Toward the end of the morning, two youths who have been in CYIP, Michael, 17, and Scott, 16, spoke to the audience, along with Tom Del Nero, the program’s educational coordinator.
Michael told of committing a burglary: “I broke into a house, stole all the furniture. After that, I got caught, went to community service, probation for five years, got into more trouble.” Eventually, he even helped build the new detention center – but unfortunately, returned to be one of its tenants. The last time he got into trouble, he was sent to St. Mary’s, a “huge residential treatment center in Portland.”
His last time in the CYIP, Michael said he “learned a lot about victims. It started sinking in, gradually. It took years, just to get it into my head.”
Through community service, like the Habitat for Humanity construction, “I got to see people sming for me working for `em,” he said. Cleaning up elderly folks’ yards, he expected they would “see a bunch of criminals working in the yard, and have a gun in the house, waiting for us to mess up.” But as it turned out, “It was pretty cool, seeing their faces light up.”
Youth helped by CYIP: `I don’t ever want to go back to jail’
As for St. Mary’s – which he said, in frank terms, “sucks” – it houses 8,000 or more young wrongdoers, and “only 10 percent make it,” Michael said.
And now, he’s set to graduate from Redmond High in June, then join the Marines.
“I’m doing pretty good for myself,” Michael said.
Scott, a bit embarrassed to speak, said one aspect of the program is to “try to put ourselves in the position of people we hurt,” through role-playing. “Victim empathy was … I just knew I had to do it. The Youth Investment Program made me look at it in a totally different way.”
DA Mike Dugan, in the audience, asked Michael, “I want to know if you learned that you’re not going to go back and commit another crime.”
“I don’t ever want to go back to jail, really,” he said. “There’s a chance that I might, but I’m going to” try not to. Added Scott: “It’s not worth it.”
CYIP official tells reporter, editor: `We will address your concerns
Kelley Jacobs, operations manager for the Department of Juvenile Community Justice, only used a couple slides from her prepared show, covering community and victim accountability.
“I can’t tell you how extremely difficult it was to read that article,” she told Costa and Sinks. Nevertheless, she said, “We heard your concerns. We will address your concerns. You have our pledge to do that.”
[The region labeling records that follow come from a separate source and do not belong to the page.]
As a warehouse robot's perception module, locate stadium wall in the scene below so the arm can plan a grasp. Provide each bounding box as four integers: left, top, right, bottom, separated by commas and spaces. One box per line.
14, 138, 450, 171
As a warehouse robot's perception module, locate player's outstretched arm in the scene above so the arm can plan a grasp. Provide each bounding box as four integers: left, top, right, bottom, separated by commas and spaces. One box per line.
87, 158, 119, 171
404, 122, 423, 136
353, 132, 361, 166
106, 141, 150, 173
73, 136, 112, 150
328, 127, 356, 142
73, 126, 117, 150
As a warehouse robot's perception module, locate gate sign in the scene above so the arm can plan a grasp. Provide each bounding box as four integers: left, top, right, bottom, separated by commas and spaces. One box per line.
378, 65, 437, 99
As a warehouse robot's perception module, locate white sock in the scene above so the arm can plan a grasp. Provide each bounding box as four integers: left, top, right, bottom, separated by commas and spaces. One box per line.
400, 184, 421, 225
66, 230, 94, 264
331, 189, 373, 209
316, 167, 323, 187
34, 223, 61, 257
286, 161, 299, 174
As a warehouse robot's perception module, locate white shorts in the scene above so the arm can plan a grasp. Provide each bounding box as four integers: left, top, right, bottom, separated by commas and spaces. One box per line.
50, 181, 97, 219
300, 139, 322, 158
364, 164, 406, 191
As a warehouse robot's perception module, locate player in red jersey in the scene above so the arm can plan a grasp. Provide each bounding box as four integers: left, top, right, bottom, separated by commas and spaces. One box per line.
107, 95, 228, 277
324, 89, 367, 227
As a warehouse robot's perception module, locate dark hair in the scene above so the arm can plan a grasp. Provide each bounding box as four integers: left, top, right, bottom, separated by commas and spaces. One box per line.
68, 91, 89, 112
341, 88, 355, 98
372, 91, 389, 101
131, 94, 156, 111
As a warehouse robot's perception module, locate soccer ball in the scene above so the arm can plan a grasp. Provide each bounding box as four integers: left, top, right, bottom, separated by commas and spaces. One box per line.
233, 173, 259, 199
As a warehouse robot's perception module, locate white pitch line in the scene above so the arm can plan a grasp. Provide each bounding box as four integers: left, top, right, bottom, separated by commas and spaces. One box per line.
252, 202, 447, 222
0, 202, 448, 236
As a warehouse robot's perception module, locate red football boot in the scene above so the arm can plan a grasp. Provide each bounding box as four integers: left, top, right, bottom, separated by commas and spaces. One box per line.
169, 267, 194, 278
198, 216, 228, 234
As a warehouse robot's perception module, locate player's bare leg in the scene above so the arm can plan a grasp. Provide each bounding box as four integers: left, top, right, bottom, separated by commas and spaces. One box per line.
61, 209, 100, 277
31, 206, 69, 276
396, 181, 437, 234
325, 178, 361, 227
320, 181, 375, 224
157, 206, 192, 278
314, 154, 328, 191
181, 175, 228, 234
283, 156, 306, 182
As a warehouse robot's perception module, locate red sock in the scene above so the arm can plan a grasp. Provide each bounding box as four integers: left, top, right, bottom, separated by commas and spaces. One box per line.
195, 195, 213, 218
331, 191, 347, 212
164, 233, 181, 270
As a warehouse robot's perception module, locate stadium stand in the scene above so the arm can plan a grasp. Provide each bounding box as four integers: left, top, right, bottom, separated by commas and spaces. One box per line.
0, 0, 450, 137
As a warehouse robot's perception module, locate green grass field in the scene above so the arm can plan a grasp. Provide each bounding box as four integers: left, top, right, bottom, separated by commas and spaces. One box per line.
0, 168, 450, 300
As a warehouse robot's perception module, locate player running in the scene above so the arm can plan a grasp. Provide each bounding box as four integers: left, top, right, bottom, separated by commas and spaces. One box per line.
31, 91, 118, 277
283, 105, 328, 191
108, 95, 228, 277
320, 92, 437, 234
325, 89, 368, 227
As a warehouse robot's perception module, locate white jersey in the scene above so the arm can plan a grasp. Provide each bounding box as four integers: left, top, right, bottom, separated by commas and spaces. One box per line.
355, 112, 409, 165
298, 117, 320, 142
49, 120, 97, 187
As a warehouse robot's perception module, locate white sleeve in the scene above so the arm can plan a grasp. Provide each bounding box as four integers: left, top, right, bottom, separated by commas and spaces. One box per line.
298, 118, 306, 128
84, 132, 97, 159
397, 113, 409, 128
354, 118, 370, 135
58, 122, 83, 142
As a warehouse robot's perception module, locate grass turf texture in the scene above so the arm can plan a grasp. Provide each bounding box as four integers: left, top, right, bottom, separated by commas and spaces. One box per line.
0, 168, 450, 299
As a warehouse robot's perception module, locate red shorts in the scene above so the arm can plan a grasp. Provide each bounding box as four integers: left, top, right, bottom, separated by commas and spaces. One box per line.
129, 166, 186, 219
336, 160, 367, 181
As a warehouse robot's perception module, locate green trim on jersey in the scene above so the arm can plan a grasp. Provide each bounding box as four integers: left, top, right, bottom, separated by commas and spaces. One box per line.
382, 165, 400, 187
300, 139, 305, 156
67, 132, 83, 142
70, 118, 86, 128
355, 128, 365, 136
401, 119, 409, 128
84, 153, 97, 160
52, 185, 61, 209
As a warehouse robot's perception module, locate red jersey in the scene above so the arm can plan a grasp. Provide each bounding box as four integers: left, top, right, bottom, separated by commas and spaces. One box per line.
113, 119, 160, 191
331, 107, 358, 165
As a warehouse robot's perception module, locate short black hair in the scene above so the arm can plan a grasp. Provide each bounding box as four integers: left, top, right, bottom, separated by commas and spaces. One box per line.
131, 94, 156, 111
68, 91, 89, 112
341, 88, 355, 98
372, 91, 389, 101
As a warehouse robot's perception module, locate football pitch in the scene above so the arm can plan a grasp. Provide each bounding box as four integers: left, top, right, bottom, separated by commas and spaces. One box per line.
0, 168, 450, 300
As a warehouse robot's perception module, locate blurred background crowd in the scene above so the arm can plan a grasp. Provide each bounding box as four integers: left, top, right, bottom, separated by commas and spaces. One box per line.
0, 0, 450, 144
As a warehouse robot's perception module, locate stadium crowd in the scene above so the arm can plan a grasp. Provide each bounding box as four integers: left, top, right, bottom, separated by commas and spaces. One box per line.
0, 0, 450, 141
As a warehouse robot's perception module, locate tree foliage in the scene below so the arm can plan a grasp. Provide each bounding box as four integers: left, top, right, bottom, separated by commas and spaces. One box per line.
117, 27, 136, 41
“The kids in the program earn the right to leave the facility to perform work service,” Jacobs said. “They are supervised, but they aren’t in shackles.” Due to the concerns raised in the article about unauthorized departure, Jacobs said one question to be focused on his “how do we maintain public safety, improve the system we have.”
Frank Pennock, president of the Deschutes River Woods Homeowners Association, explained how one project, with the youth helping clean up pine needles off seniors’ property, changed some minds and eased some fears.
“Pretty soon, they came out with a plate of cookies,” he said. “These kids were not at all what they expected them to be.”
Changing other minds might not be as easy, but those who are involved in and believe in the Community Youth Investment Program hope they’re given a chance to do things better, before the Legislature decides, probably next year, whether the pilot program is worth continuing beyond its so-called “sunset” date in 2005.